オンリー・イエスタデイ45「堕落」

 奇矯なマントを羽織り、模擬試験で名前が張り出され、小説家になるという秘かな志も得て、私は高校2年3学期、自分の可能性に酔っていた。そういうとき、人は自らの危険な兆しに、気がつきにくいのかもしれない。

 あとから思えば、その兆候はすでに明らかだった。3学期の定期試験で、修学旅行中に親しくなった優等生が、私の答案を見て心配そうにこう言った。

「おまえ、どうしたんや」

 私には何のことかわからなかった。当時、定期試験の答案は、テスト終了後、各列の最後尾の生徒が集めて先生に提出することになっていた。最後尾の優等生は、答案を集めるたびに、私の答えをチラ見していたようだ。

 彼の心配の理由はすぐに知れた。返ってきたテストが、どれもひどい出来だったのだ。2学期に満点を取った数学でさえ、信じられないほどの点数だった。

 さらに深刻だったのは、私自身、それを予期していなかったことだ。テストはできたと思っていた。にもかかわらず、予想をはるかに下まわる点数だった。不愉快だったので、私は無視した。たまたまそうなっただけだ、気にすることはないと。

 無視してしまえば、当面の不安も消える。慢心も維持できる。今から思うと、そんな危険なことはないが、浅はかな17歳の私は、現実を見ることから逃げていた。

 そのまま春休みに入り、春の陽気とともに私に変化が訪れた。芸術と哲学を愛し、孤高を目指して俗物を軽蔑していたはずの私が、俄かに彼女がほしくなったのだ。それは発情としか思えない。修学旅行のとき、あれほど女子を好きになることを軽蔑したのに、このときはどうしても彼女がほしくてたまらなくなった。

 4月1日、クラブの練習が終わったあと、私は仲のよかった部員と2人で、新入生の入学式を見にいった。かわいい子がいないかさがすためだ。同じ学年の女子とつき合うのは論外だった。そんなものは子どものじゃれ合いで、いかにも通俗的だ。こちらは3年生で、1年生の女の子とつき合う。これこそが高校生のロマンだと、根拠もなく決めつけていた。

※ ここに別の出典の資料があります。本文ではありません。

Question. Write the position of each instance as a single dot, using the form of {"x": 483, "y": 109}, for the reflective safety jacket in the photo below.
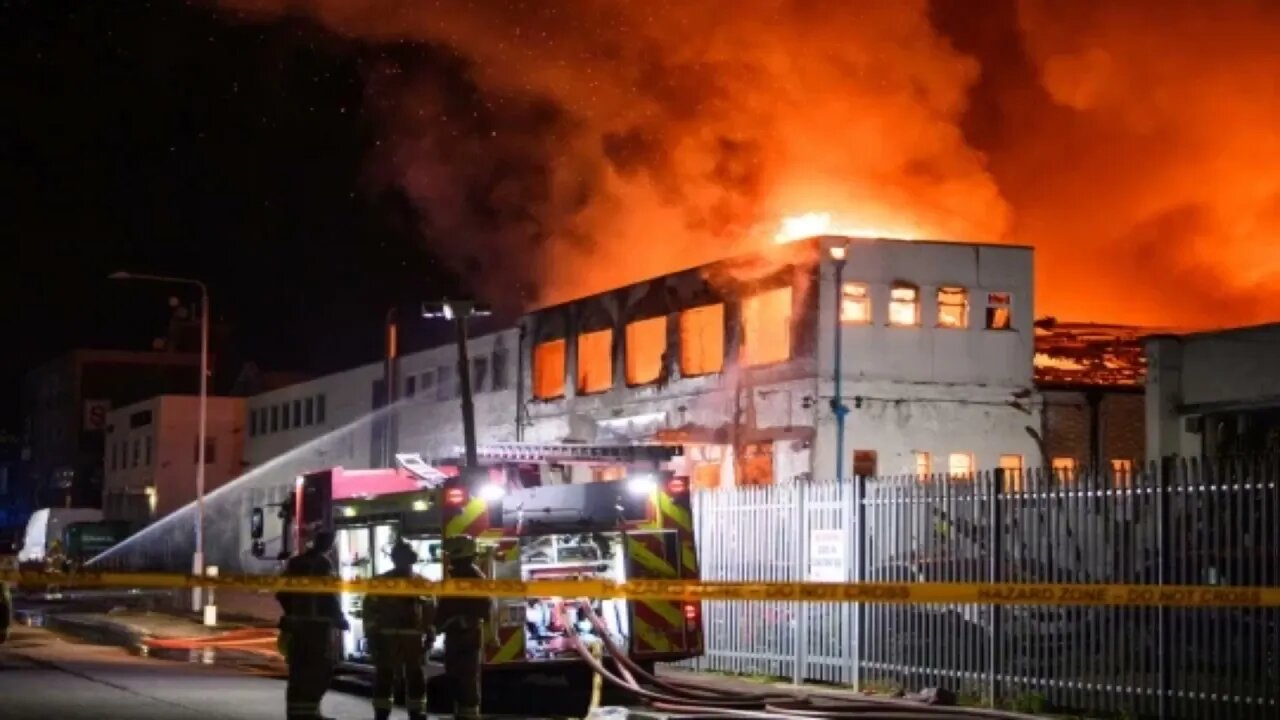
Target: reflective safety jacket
{"x": 5, "y": 609}
{"x": 464, "y": 611}
{"x": 307, "y": 606}
{"x": 398, "y": 613}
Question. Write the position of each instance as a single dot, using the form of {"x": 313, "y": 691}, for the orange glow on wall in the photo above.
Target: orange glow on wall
{"x": 702, "y": 341}
{"x": 767, "y": 327}
{"x": 549, "y": 369}
{"x": 594, "y": 361}
{"x": 647, "y": 342}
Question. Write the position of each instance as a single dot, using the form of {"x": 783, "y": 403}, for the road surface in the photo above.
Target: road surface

 新入生をチェックしていると、真新しい制服を着たモンチッチや土偶みたいな女子の中に、ひときわ輝いて見える子がいた。小柄でショートカット。遠目にもつぶらな瞳と長い睫毛が瞬いていた。しかも、1人だけ黒いソックスをはいている。私は一目惚れをして、その子のクラスを覚え、名前順に並んでいる番号を懸命に数えて、新学期に配られる全校生徒名簿を見て、彼女の名前を知った。

 ──ハタバ・エツコ

 そのころ私はチェリッシュの松井悦子のファンだった。エッちゃん。同じ名前だ。運命を感じた。しかも彼女は、2年前に私を振った元カノの妹と同じクラスだった。その伝手を使わない手はない。私は久しぶりに元カノに電話をして、好きな子ができた、おまえの妹と同じクラスの子だから、手紙を渡してほしいと頼んだ。

 元カノは快く引き受けてくれた。が、恋文など書いたことがない。私はあらんかぎりの知恵を絞り、推敲に推敲を重ねて文面を考えた。自分の情熱の激しさを伝え、かと言ってあまり押しつけがましくなく、つき合うのがいやならNOと答えやすいように配慮し、それでもできるだけYESと答えてもらえるように、少しは自分の魅力も伝え、でも自慢にならないように、相手を萎縮させないように(なにしろ向こうは新入生なのだ)、簡潔に、丁寧に、さわやかに、かつ真面目に感じてもらえるように練りに練った文面は、今考えると、思わず自分に往復ビンタを食らわせたくなるようなものだった。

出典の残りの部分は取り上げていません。